Das gegenwärtige Kirchenschiff, im romanischen Stil, wurde im 11. Jahrhundert nach der Rückkehr zur Ruhe gebaut, teilweise wieder auf die karolingischen Mauern. Seine schmalen Fenster und der ursprüngliche Eingang (ersetzt 1855 durch eine Morier Stein Veranda) charakterisieren diese Periode. Der architektonische Kontrast ist mit dem Chor und transept gekennzeichnet, zwischen 1530 und 1560 in einem Übergangs-Renaissance-Stil gebaut, kombiniert volle Kleiderbügel und Sprengköpfe.
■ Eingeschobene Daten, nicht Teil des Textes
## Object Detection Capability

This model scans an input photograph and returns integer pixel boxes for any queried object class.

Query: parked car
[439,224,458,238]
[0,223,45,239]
Diese Teile wurden teilweise von den Herren von Averton finanziert, deren Wappen Fenster und Wände schmücken.

Die rund 1575 installierten Glasfenster aus dem 16. Jahrhundert veranschaulichen biblische Szenen wie die Verkündigung oder der Kuss von Judas (klassifiziertes Historisches Denkmal 1922), obwohl einige im 19. und 20. Jahrhundert verändert oder bewegt wurden. Der Glockenturm, wahrscheinlich aus dem 15. Jahrhundert, beherbergt zwei Glocken, von denen einer 1902 gesegnet wurde, ersetzt ein 1784 Modell. Das Ensemble, das am 11. Dezember 1912 als Historisches Denkmal klassifiziert ist, spiegelt damit fast tausend Jahre der lokalen religiösen und architektonischen Geschichte wider.
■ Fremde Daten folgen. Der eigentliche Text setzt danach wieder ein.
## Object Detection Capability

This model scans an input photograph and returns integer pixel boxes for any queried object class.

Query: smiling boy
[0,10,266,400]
Nachfolgende Transformationen, wie die Übertragung der Sakristei im Jahre 1828 oder die Hinzufügung von fleckigen Glasfenstern im 19. Jahrhundert, bezeugen von einer kontinuierlichen Anpassung des Gebäudes an liturgische Bedürfnisse. Mittelalterliche Invasionen, Renaissance-Rekonstruktionen und moderne Restaurationen ließen sichtbare Spuren hinterlassen, was diese Kirche zu einem architektonischen Palimpsest macht. Sein Altarbild aus dem 17. Jahrhundert, das von einem Fenster des Heiligtums unterstützt wird, und das Wappen der lokalen Herren erinnern auch an die engen Verbindungen zwischen edler Macht und kirchlicher Institution in der Region.

Heute verkörpert die Kirche St. Martin sowohl ein außergewöhnliches materielles Erbe – mit seinen seltenen karolingischen Elementen – als auch ein immaterielles Gedächtnis, durch ihre Glasfenster, Glocken und Spuren vergangener Spender. Sein Ranking unter den historischen Denkmälern unterstreicht seine Bedeutung für die Geschichte der heiligen Kunst in Anjou und in der Pays de la Loire.